13) Improve access to daycare and other pro-family policies: And a gobbledy goo gah to you too. In the sense that daycare should be easier to get into as a business, so there is less regulation, zoning, etc. to contend with, absolutely. Funny how less keeps meaning more. Pro-family? No. Get away from our families, thank you very much.
14) Raise the cap on wages covered by FICA taxes: No. Eliminate FICA taxes. Which in the real world must either be gradual or replaced by an adequate, all-encompassing consumption-based tax. This administration and congress missed such an opportunity to be transgenerational heroes.
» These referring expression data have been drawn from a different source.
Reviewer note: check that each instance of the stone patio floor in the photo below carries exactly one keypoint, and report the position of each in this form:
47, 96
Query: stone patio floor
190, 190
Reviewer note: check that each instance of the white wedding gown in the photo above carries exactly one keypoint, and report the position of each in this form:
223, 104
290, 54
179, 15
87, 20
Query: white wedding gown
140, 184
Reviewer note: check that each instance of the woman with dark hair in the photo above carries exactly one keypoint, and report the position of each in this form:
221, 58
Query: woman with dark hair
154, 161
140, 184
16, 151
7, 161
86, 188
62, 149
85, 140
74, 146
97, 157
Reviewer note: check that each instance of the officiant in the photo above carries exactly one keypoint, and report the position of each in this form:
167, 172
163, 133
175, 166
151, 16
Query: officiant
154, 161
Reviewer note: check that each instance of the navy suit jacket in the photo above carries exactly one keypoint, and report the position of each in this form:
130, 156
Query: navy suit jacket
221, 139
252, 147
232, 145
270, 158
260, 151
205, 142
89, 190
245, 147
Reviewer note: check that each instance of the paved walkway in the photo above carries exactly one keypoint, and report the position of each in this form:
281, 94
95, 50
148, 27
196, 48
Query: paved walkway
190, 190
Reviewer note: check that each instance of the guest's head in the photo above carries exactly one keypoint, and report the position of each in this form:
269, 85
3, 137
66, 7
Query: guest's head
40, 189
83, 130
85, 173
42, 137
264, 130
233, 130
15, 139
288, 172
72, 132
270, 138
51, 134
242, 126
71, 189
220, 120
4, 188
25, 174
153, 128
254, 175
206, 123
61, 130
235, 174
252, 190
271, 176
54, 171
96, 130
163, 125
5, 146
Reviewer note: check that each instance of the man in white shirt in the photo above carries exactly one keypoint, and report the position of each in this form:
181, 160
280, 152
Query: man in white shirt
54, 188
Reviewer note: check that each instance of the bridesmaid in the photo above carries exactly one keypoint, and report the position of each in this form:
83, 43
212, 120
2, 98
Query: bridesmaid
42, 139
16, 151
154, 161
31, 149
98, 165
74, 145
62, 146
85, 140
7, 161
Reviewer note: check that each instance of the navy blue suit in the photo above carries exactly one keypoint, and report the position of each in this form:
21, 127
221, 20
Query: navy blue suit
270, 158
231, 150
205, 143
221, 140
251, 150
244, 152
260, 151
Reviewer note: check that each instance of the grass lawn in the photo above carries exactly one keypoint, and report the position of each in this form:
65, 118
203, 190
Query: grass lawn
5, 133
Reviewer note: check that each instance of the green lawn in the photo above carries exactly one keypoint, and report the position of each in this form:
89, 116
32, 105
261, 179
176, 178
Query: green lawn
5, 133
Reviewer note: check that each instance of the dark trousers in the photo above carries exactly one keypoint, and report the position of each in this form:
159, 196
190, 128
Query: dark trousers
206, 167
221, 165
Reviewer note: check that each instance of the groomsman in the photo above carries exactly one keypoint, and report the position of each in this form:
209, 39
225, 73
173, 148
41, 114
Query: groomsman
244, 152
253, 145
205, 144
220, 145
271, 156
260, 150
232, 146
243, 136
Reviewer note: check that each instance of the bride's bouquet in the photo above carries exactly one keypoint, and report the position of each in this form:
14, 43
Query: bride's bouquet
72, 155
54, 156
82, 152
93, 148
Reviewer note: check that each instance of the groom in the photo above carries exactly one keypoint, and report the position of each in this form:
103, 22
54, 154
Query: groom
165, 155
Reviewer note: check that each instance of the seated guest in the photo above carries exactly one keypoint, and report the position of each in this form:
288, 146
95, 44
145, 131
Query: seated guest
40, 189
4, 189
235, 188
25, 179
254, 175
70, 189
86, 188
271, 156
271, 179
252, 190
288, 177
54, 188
15) Marriage rights for all, which includes “gay marriage” and quicker transition to citizenship for the foreign spouses of citizens: I said stay out of our families. Marriage is not a government institution, nor is it something for the government to meddle in. In the real world, then yes, but I’d rather see government out entirely. Certainly the feds have no place in defining or legislating marriage. Immigration, that’s a whole other topic that this only just nudges, but under the status quo, then quicker transition is to the good.
16) Undo the bankruptcy bill enacted by this administration: Absolutely. It was essentially written by the creditors for the creditors. At least, given the government sets law for bankruptcy in the first place, it should go. And if government’s role includes creating the legal structure within which people do business, having such a thing as law to handle bankruptcies isn’t out of place.
Others answering these rather arbitrary questions include Glenn Reynolds, Dean Esmay, Daniel Drezner, Megan McArdle, Stephen Bainbridge, and Pixy Misa.